I’m losing about 20% of my events that are fired as part of an onclick event on a form post. I’ve been trying to find a way around this race condition without using setTimeout (which I feel is inelegant and will never guarantee proper completion).

Because I’m doing posts and not just redirects / anchors I don’t really want to have to screw around with callback functions. We’re a transactional ecommerce site and the amount of debugging that we’d have to do to be sure that works reliably cross-browser is daunting.

I was hoping to find a way to expose _gaq’s queue, so I could just loop and watch the queue until it’s clear. _gaq.u seems like it may be the right one, but when I check its value it’s always 0 (when debugging in Chrome, which never seems to lose the race anyway). Rob, have you found a way to expose the queue?

Daniel Harcek

Hello Ben,
I think the reason why the are not able to “expose” _gaq queue is because once GA js lib is loaded, it is not longer a queue but it’s converted to object and push becomes to be a method which immediately executes the command.

See
http://code.google.com/apis/analytics/docs/gaJS/gaJSApi_gaq.html

“This function is named push so that an array can be used in the place of _gaq before Analytics has completely loaded.
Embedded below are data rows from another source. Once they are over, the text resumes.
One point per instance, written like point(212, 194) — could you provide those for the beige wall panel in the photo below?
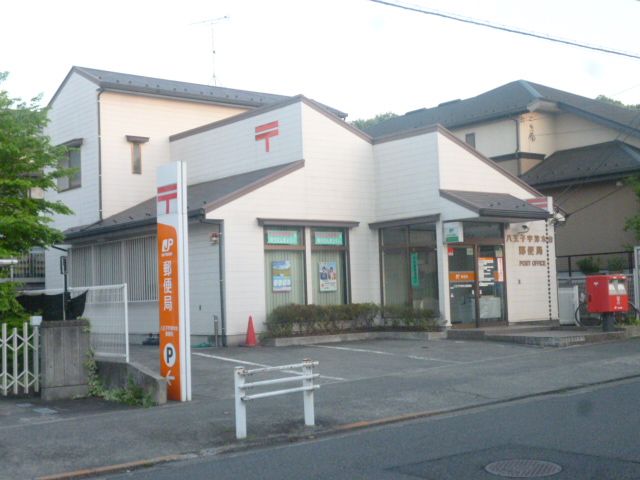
point(492, 138)
point(156, 118)
point(232, 149)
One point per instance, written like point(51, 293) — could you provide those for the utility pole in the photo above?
point(212, 22)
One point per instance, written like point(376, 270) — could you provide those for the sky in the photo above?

While Analytics is loading, commands will be pushed/queued onto the array. When Analytics finishes loading, it replaces the array with the _gaq object and executes all the queued commands. Subsequent calls to _gaq.push resolve to this function, which executes commands as they are pushed.”

It could possible to read it in between the lines from Rob’s text, see “The items that you push onto the _gaq array are executed immediately and synchronously.”
Misleading might be using the word “queue”, since that is a half true – well in fact not half – most of the time you operate with it in the context of object.

Daniel,
You’re absolutely right. I’ve updated the post to clarify. Thanks for pointing it out!